I'm glad to be a part of a such an amazing online community, and I want to thank all of my readers and everyone who has ever left a comment on one of my posts. I know that audience-wise, I'm not one of the Big Boys, but all of you make me feel pretty Big, anyway.
So, HOORAY for me. Here's to another year of Midnite Media Madness & Mayhem.
The self-congratulatory bullshit is over. You may all return to your lives.
The Cryptkeeper, dressed like an painting dandy, gets his artistic juices flowing by introducing today's tale The Works...In Wax.
Craig is a young horror fan who loves to visit the local wax museum and make bad puns at the statues--specifically Dracula, the Wolfman and Frankenstein's monster.
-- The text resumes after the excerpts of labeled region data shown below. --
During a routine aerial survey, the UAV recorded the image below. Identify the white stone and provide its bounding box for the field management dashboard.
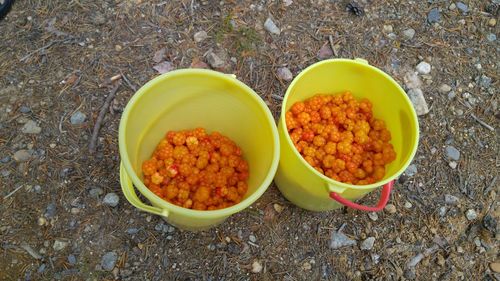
[193,30,208,43]
[416,61,431,75]
[252,261,262,273]
[408,88,429,116]
[264,18,281,35]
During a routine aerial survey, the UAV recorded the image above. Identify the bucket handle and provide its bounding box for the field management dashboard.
[330,180,394,212]
[120,163,169,217]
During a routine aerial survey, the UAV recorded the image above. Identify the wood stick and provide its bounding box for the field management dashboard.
[89,83,121,154]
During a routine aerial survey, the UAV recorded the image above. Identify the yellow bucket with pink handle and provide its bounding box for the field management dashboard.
[275,59,419,211]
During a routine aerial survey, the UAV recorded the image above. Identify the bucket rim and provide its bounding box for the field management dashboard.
[278,58,420,190]
[118,68,280,219]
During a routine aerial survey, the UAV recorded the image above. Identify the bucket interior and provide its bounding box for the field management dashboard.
[283,60,418,182]
[122,71,279,200]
"They look so real sometimes I think they can see and hear everything we say!"
When Craig wanders into one of the exhibits, he's transported to a world where the monsters are real, and hunted by superstitious townsfolk. His love of the characters prompts him to assist them, befriending each of the monsters one-by-one.
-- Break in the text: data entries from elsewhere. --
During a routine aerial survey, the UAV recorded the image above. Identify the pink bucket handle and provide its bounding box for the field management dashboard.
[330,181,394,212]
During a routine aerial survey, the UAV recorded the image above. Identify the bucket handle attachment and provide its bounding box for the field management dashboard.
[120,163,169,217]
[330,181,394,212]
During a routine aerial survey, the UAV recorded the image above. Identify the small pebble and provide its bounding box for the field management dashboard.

The not-so-spooky subplot has Craig assisting the simple-minded janitor in proving that the museum really belongs to him following the death of the original owner.
A kindly, fun, sugar-coated entry in the canon of Wax Museum Horrors.
The Cryptkeeper introduces today's show not as Tales From The Cryptkeeper but rather as Culture Crypt, like a demented parody of Masterpiece Theater. Which is suitable as the episode, The Sleeping Beauty, is a demented parody of a famous fairy tale.
Prince Charming (real name Chuck) and his fraternal twin Melvin embark on a Romantic Quest to awaken the sleeping beauty. Along the way they encounter all manner of fantastic frighteners including man-eating wolves, man-eating trees, supernatural swamps, and living suits of armor.
Charming is a not-so-charming representation of the heroic archetype, making modern-day references to dye-jobs and tanning sessions, while the put-upon Melvin is the real hero of the tale. He even gets to save the day in the end!
Strangely, this is the first episode (so far, at least) to take a fantasy world as its setting. As a child, this probably would have disappointed me as I would have wanted a more straightforward horror tale. But as an adult, I can appreciate it more, even if it isn't at all what one would expect from an entry in the franchise.
The whole smarmy fairy tale angle (which admittedly was done earlier and sometimes better in segments on Rocky and Bullwinkle) could easily be seen as a forerunner to the Shrek series of films. I have to say, it holds up pretty well.